Little Miss Muffet, sat on a tuffet,
Eating her curds and whey;
Along came a spider, who sat down beside her
And frightened Miss Muffet away.

This rhyme was probably written by Thomas Muffet, a doctor and an entomologist who lived during the late sixteenth century. Thomas Muffet fancied himself to be quite a poet, and even composed a poem on silkworms! Little Miss Muffet is supposed to be his daughter, Patience.

Some scholars suggest that the rhyme could have been associated with the Cushion Dance. This was a dance popular in England during the 16th century.
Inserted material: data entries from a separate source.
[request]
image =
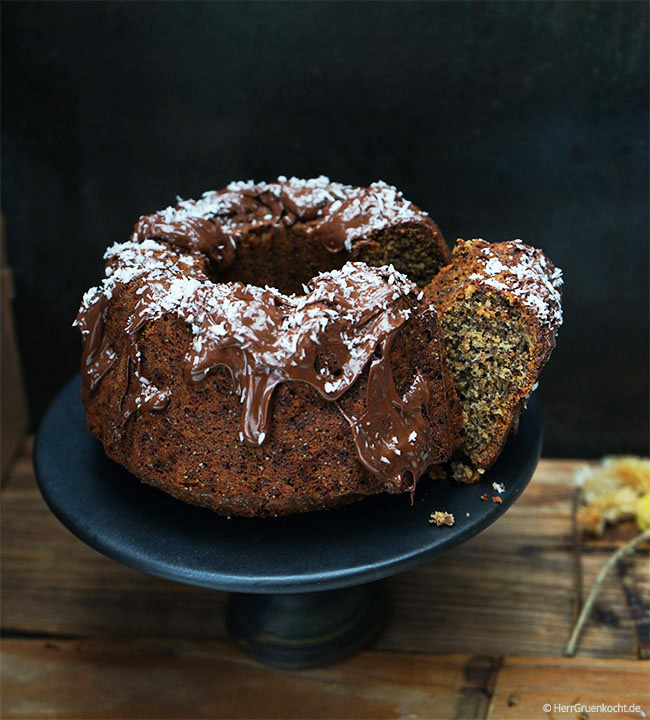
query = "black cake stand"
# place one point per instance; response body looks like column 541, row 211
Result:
column 304, row 588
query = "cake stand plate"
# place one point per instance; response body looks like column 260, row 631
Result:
column 304, row 590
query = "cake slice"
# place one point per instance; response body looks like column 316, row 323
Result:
column 500, row 308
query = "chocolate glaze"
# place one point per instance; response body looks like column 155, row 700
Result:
column 337, row 215
column 324, row 338
column 344, row 323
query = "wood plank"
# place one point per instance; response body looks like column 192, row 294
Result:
column 134, row 678
column 525, row 685
column 509, row 590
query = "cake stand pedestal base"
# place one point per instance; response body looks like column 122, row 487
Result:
column 301, row 630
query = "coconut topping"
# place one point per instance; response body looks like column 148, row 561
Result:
column 527, row 274
column 337, row 215
column 344, row 322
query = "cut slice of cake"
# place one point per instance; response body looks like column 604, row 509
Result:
column 500, row 308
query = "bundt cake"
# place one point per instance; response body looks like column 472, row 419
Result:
column 261, row 352
column 500, row 309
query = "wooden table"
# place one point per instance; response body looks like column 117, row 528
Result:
column 476, row 633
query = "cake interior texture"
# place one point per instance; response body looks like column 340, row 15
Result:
column 500, row 309
column 488, row 347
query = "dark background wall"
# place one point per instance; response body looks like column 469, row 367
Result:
column 501, row 119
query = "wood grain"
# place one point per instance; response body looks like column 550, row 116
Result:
column 134, row 678
column 478, row 632
column 510, row 589
column 524, row 685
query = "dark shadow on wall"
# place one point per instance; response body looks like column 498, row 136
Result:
column 501, row 119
The dance was associated with mating and marriage rituals and the May Day festival. The dance would begin with a single person, man or woman, dancing round the room with a cushion (the tuffet). When the music stopped, the dancer, if he were a man, would lay the cushion before a woman (and if a woman, then before a man), and invite the second person to join in. The second person would kneel on the cushion and the first dancer would kiss her (or him) and then both would continue the dance. When the music stopped again, it would be the turn of the second dancer to invite a third person to join in. And so the dance would carry on.

Another theory is that the rhyme refers to Mary, Queen of Scots, who was supposed to have been frightened by John Knox, a Scottish clergyman and religious reformer. But this seems unlikely.

The rhyme does not seem to have been printed before 1805.